The D.C. Circuit Court of Appeals has a permissive structure as far as allowing interveners in cases like this one. The CO2 Coalition, which disputes that carbon dioxide emissions are dangerous, has also filed motioned to intervene in the case. “The basis of the wrongheaded endangerment finding put ideology ahead of science,” Gregory Wrightstone, executive director of the CO2 Coalition, said in a statement

The Texas Public Policy Foundation has also filed a motion to intervene. “By making the Endangerment Finding in 2009, EPA impermissibly arrogated to itself enormous powers over virtually every nook and cranny of the nation’s economy in an effort to regulate carbon dioxide, a ubiquitous natural substance essential to life on Earth.” Ted Hadzi-Antich, senior attorney with the foundation, said in a statement. 

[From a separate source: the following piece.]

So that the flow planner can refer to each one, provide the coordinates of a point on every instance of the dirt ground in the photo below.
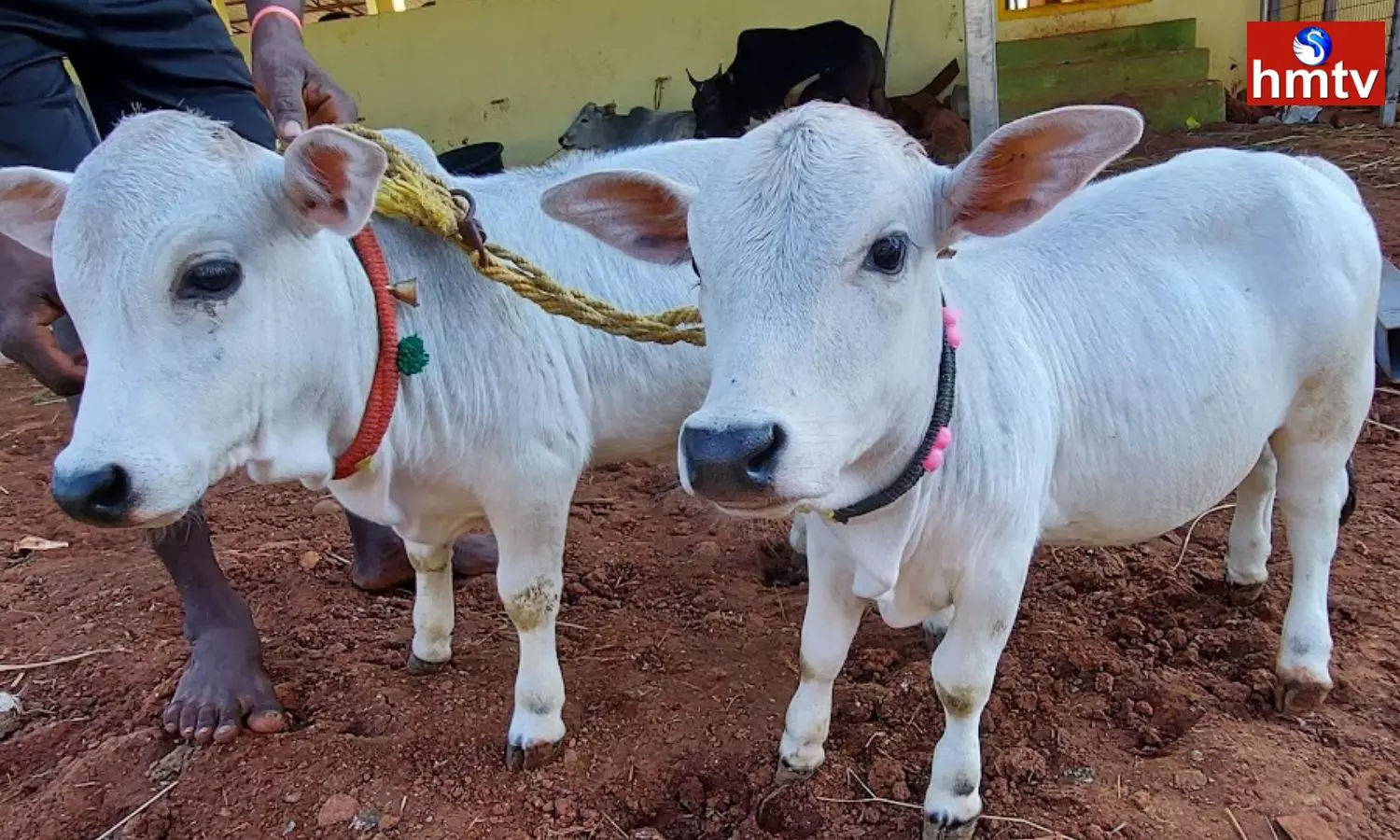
(1133, 700)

Legal experts like Steve Milloy, senior legal fellow with the Energy and Environmental Legal Institute and publisher of “JunkScience.comargue that the repeal of the finding won’t be on solid ground unless the Supreme Court overturns Massachusetts v. EPA. 

Fry said the Pacific Legal Foundation is prepared to take the case as far as it needs to go, including all the way to the Supreme Court. “Especially something like this that really can have not just ramifications on energy policy and the energy economy, but branching out to touch all the other administrative agencies as well. Yeah, we're prepared,” Fry said.